Il y a de l'audace à garder son sang froid
Dans ce curieux mélange de douceur et d'effroi
Où lentement on veut se faire apprivoiser.


L'inconscience serait, lors, de se retourner
Pour découvrir celui qui ainsi vous observe,
Et tel d'un crâne ouvert surgir comme Minerve,
Impérieux et superbe par sa lance brandie.
Le charme faiblirait dans un regard qui fuit
Ou pire s'éteindrait dans celui qui s'accroche
Et nous mènerait dans une hasardeuse approche...
Plus outrageant encore par sa persévérance
Ou par sa fixité qui frise l'indécence !
Mais comment remercier ce curieux anonyme
Qui vient par un regard vous redonner l'estime :
Relever une mèche pour découvrir la joue,
Mettre à nu une épaule, mieux croiser ses genoux,
S'incliner doucement, esquisser un sourire,
Mais surtout dans le geste, l'empêcher de s'enfuir.
Car l'instant est magique.
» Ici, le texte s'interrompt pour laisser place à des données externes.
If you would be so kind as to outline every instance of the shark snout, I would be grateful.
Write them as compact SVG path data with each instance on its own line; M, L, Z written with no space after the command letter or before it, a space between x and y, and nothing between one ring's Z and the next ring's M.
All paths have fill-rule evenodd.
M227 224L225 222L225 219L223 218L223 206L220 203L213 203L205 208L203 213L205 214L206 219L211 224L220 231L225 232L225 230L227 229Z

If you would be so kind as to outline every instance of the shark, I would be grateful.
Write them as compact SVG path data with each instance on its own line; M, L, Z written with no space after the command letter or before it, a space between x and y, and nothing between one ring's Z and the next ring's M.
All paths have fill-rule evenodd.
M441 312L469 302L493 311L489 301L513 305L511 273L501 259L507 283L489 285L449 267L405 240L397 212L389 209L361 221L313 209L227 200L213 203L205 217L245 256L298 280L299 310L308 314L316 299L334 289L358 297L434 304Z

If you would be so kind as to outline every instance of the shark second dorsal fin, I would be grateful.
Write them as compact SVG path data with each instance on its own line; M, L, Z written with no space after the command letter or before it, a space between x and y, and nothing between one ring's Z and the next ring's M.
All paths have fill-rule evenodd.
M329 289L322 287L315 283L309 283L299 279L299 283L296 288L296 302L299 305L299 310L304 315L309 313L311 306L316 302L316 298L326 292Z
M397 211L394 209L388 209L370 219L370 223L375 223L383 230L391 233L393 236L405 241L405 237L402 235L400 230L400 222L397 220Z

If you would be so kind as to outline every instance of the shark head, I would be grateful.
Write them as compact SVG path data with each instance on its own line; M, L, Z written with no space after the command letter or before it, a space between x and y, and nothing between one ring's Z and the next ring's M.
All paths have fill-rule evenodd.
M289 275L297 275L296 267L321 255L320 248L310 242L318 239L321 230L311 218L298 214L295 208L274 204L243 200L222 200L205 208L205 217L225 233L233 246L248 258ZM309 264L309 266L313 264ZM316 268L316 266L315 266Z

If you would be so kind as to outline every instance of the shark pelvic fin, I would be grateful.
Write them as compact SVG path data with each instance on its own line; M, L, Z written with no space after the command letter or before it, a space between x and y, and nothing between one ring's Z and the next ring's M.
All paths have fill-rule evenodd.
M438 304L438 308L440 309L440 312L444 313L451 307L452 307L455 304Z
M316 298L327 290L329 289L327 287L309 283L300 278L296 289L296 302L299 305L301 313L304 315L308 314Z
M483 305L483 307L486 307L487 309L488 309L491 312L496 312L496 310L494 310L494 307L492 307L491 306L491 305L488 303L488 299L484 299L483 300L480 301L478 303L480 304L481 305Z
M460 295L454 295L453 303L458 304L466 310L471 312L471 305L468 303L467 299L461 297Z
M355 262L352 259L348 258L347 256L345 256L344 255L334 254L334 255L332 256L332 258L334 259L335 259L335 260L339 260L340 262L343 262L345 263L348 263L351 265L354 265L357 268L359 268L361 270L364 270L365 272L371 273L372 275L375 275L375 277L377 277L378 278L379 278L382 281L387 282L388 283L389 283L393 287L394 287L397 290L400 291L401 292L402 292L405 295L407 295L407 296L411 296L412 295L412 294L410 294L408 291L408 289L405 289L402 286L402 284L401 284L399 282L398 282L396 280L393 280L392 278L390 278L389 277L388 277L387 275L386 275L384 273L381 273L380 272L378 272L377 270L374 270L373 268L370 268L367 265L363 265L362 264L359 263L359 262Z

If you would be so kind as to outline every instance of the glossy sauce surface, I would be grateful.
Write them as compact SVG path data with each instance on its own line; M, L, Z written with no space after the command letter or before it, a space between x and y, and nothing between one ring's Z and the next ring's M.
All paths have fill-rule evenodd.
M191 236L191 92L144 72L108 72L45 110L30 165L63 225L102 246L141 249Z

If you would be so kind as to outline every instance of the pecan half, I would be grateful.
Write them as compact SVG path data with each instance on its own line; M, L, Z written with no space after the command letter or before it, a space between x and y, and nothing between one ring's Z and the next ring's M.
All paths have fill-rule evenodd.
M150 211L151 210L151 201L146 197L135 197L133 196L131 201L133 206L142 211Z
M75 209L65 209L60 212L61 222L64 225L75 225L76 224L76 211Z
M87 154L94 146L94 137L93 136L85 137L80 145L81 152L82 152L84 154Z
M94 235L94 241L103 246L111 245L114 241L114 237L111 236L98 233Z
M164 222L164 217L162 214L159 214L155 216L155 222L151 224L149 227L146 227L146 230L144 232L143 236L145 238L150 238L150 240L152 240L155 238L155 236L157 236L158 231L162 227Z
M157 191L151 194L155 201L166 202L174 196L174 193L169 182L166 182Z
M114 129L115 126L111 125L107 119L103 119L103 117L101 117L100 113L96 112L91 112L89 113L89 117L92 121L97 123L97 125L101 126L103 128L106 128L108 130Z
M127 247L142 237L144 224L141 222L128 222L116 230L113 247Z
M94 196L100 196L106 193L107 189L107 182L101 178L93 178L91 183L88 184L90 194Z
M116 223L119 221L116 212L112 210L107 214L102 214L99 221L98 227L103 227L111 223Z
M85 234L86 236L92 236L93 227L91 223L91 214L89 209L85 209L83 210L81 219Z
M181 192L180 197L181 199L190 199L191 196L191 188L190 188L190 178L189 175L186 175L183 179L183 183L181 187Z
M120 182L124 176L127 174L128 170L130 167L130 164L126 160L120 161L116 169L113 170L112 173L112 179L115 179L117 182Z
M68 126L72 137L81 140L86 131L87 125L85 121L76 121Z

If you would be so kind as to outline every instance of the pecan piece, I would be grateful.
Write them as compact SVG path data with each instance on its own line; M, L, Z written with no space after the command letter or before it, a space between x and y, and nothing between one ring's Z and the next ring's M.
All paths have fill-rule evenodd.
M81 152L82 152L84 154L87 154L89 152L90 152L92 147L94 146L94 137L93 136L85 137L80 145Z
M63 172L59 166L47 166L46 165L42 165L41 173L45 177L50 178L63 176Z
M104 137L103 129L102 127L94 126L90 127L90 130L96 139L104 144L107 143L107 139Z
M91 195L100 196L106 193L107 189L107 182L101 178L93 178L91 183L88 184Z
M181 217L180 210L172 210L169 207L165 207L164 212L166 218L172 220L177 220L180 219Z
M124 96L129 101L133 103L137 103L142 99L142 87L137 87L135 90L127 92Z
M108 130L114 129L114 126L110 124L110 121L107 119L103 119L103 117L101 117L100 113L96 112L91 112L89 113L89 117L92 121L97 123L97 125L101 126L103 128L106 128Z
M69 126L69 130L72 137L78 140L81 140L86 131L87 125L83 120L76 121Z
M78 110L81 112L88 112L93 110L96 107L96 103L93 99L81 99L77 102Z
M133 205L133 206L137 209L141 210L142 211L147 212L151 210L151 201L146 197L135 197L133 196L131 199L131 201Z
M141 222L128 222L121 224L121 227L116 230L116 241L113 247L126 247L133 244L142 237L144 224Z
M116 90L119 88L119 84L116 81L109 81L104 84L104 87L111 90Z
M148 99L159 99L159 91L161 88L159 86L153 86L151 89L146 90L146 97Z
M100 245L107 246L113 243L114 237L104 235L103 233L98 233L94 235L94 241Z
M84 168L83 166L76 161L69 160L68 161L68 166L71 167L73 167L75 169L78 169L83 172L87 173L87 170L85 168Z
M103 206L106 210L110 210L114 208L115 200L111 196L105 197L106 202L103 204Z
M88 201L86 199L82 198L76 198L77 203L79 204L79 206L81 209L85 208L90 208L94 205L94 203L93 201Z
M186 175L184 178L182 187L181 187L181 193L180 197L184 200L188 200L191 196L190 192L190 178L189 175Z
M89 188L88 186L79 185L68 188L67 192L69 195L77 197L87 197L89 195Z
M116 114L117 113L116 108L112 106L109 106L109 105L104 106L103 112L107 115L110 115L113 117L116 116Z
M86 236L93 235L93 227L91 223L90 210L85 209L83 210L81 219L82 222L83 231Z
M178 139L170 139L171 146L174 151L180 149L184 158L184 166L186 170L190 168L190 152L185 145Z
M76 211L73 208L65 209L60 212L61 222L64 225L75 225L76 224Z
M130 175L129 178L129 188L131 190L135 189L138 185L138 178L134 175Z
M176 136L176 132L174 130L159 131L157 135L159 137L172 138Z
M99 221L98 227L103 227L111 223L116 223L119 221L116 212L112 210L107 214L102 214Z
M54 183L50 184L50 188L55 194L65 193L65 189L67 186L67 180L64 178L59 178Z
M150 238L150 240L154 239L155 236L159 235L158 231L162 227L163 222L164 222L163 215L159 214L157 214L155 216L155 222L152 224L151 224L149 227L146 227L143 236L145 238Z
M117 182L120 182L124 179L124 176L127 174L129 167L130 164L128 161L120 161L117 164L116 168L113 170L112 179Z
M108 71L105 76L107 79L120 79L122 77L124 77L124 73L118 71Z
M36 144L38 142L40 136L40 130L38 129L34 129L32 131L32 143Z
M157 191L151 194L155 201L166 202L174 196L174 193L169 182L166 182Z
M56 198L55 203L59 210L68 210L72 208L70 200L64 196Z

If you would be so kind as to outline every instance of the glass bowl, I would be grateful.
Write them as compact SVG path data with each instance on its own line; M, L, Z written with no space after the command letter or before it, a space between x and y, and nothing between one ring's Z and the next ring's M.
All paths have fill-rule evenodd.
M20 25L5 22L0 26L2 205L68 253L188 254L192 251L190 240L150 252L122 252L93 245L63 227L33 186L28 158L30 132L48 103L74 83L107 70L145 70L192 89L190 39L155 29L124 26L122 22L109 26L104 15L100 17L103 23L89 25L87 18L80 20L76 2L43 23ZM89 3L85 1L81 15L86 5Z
En ces quelques minutes
On a le ventre en feu et le cœur en culbute.

MANON
O comme vous savez dire la sensation
De l'anonyme hommage d'un mystérieux garçon.
Mais je veux faire part de mon questionnement
Quant au bonheur furtif d'un fugitif instant.
Comment imaginer qu'une improbable quête
N'apporte à notre ego qu'une impression surfaite ?
Certes je n'avais pas il y a peu de temps
La bonne connaissance des joies et des tourments
Que nous font ressentir le genre féminin.
Et puis en quelques jours j'ai compris ô combien,
A vous voir vous aimer , votre homme et vous, ma mère
Le plaisir absolu a des aspects sévères...
Pardon de vous le dire mais je n'ai fait qu'entendre
Depuis le premier jour vous plaindre et vous défendre
Des assauts de Mathis tout en les réclamant.
Votre attitude m'est un mystère troublant  :
J'y perçois des attraits, même une tentation,
Qui pourraient me conduire en même soumission
Si je pouvais trouver dans la sphère des hommes
Celui qui me ferait connaître ce fatum .
Il faut ma chère mère m'entrouvrir votre cœur
Me conter vos douleurs et vos petits bonheurs.


ANAIS
Par ton phrasé direct, je te vois fort experte
Des sujets qui concourent au drame et à la perte.
Mon propos plus martial t'enjoindra d'une chose,
Pour moi la plus précieuse et plus noble des causes :
Conserver cet hymen que donna la nature
Lorsque au monde tu vins parée d'une âme pure.

MANON
Je m'incline et j'admets votre ordre impératif
Malgré la submersion de penchants intuitifs.
Toutefois dites-moi de votre expérience
Quelle sérénité, quel don, quelle vaillance
Vous tirez aujourd'hui avec l'homme cruel
Dans une relation aussi pénitentielle ?

ANAIS
Je ne sais pas par où reprendre tout cela
Sans plonger ton esprit dans de profonds émois :
C'est le comportement de femme , heure après heure
Qui influe sur le vie du couple et son ardeur...
Quand la raison, le corps et l'âge seront mûrs,
Quand tu succomberas au maître le plus sûr,
En t'ouvrant toute à lui, tu t'offriras entière
Jusqu'à te l'aliéner , ce dont tu seras fière,
Et tu remarqueras par son air alarmé
Qu'il ne craindra plus que de te voir s'en aller.
Il faut pour le tenir une bonne addiction,
Tu la lui offriras dans ta soumission...

MANON
Redites-moi encore ce qui vous rend si pâle
Vos rêves de soumise, vos obsessions caudales,
Vos attentes contraintes dans les nuits de douleur,
Votre faim d'imprévus qui défie votre peur
Et puis finalement entendant vos prières
Pour l'homme qui impose cette vie singulière :
De très longs épisodes de chasteté e
Rompus brièvement d'étreintes déchaînées.
Je ne puis me lasser de votre confiance
En partageant ainsi vos combats sans défense.

ANAIS
S'il est un plaisir fou qu'on exprime trop mal,
Un classique érotique devenu trop banal,
Mais qui garde au final un air de majesté,
C'est l'attente statique du premier coup de fouet.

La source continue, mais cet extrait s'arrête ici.